Although we have seen sporadic reports of the effective use of different probiotics in acute pancreatitis, Olah et al. [14] published the first randomized study which attempted to identify the role of lactobacillus as a supplement to enteral feeding. They concluded that supplementary Lactobacillus plantarum 299 is effective in reducing both, pancreatic sepsis and the number of surgical interventions.
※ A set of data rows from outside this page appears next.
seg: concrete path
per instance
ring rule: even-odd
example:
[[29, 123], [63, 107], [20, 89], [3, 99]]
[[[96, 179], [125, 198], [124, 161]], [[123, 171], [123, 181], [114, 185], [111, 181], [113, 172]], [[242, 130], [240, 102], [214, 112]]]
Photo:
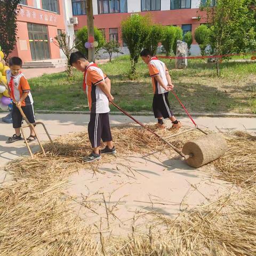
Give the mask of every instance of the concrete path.
[[[0, 120], [6, 114], [0, 113]], [[77, 132], [84, 131], [88, 124], [90, 116], [82, 114], [37, 114], [37, 121], [43, 122], [53, 138], [70, 132]], [[136, 118], [145, 123], [154, 123], [155, 122], [153, 116], [137, 116]], [[192, 125], [188, 118], [181, 117], [180, 121], [185, 125]], [[208, 128], [213, 130], [228, 131], [240, 130], [247, 131], [256, 134], [256, 118], [217, 118], [196, 117], [195, 122], [202, 128]], [[111, 125], [121, 125], [133, 123], [133, 121], [127, 117], [122, 115], [110, 116]], [[166, 124], [171, 125], [169, 121]], [[47, 137], [41, 127], [38, 127], [39, 134], [42, 140]], [[8, 137], [12, 135], [14, 131], [11, 124], [3, 123], [0, 121], [0, 166], [8, 161], [18, 157], [20, 155], [27, 154], [27, 149], [23, 141], [14, 143], [6, 144]], [[1, 182], [1, 181], [0, 181]]]

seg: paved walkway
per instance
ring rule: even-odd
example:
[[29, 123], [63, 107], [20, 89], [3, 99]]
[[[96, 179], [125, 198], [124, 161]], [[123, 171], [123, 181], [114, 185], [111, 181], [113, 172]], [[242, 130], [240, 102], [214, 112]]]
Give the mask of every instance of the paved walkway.
[[[0, 120], [6, 115], [0, 113]], [[73, 114], [37, 114], [37, 121], [44, 123], [53, 138], [70, 132], [78, 132], [86, 129], [90, 116], [89, 115]], [[136, 118], [145, 123], [154, 123], [155, 121], [153, 116], [137, 116]], [[133, 123], [133, 121], [125, 116], [110, 116], [111, 125], [123, 125]], [[191, 121], [186, 117], [181, 117], [181, 121], [185, 125], [193, 125]], [[225, 117], [196, 117], [195, 122], [202, 128], [222, 131], [240, 130], [256, 134], [256, 118], [225, 118]], [[169, 121], [167, 121], [169, 123]], [[170, 123], [168, 124], [171, 125]], [[41, 127], [37, 127], [39, 135], [42, 140], [47, 137]], [[20, 155], [27, 155], [27, 149], [23, 141], [12, 144], [6, 144], [8, 137], [13, 133], [11, 124], [0, 121], [0, 168], [7, 162], [18, 157]], [[1, 182], [1, 181], [0, 181]]]

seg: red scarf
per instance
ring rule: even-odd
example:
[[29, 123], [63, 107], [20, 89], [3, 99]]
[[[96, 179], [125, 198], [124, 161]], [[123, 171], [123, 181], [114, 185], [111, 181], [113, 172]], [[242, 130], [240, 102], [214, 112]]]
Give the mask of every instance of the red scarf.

Inasmuch as, until now, the published studies have encountered a number of methodological problems (most studies are retrospective with heterogeneous groups of patients, in none of the randomized controlled studies is a primary endpoint identified or a sample size and power calculation performed, the number of patients was small and, in most of them, patients with mild acute pancreatitis were also included), future randomized controlled trials are needed. These studies should respond to some important open issues such as:

• Does the routine use of nutritional support in severe acute pancreatitis have any benefit in terms of clinical outcome?

• Do we have enough evidence to conclude that enteral nutrition is better than TPN as the trends have shown in well-designed but not important studies? Which route is better?

• Is there any role for immunomodulated diets and any other related supplements?

• What about new factors targeting the maintenance of gut integrity (e.g. trophic factors) [15].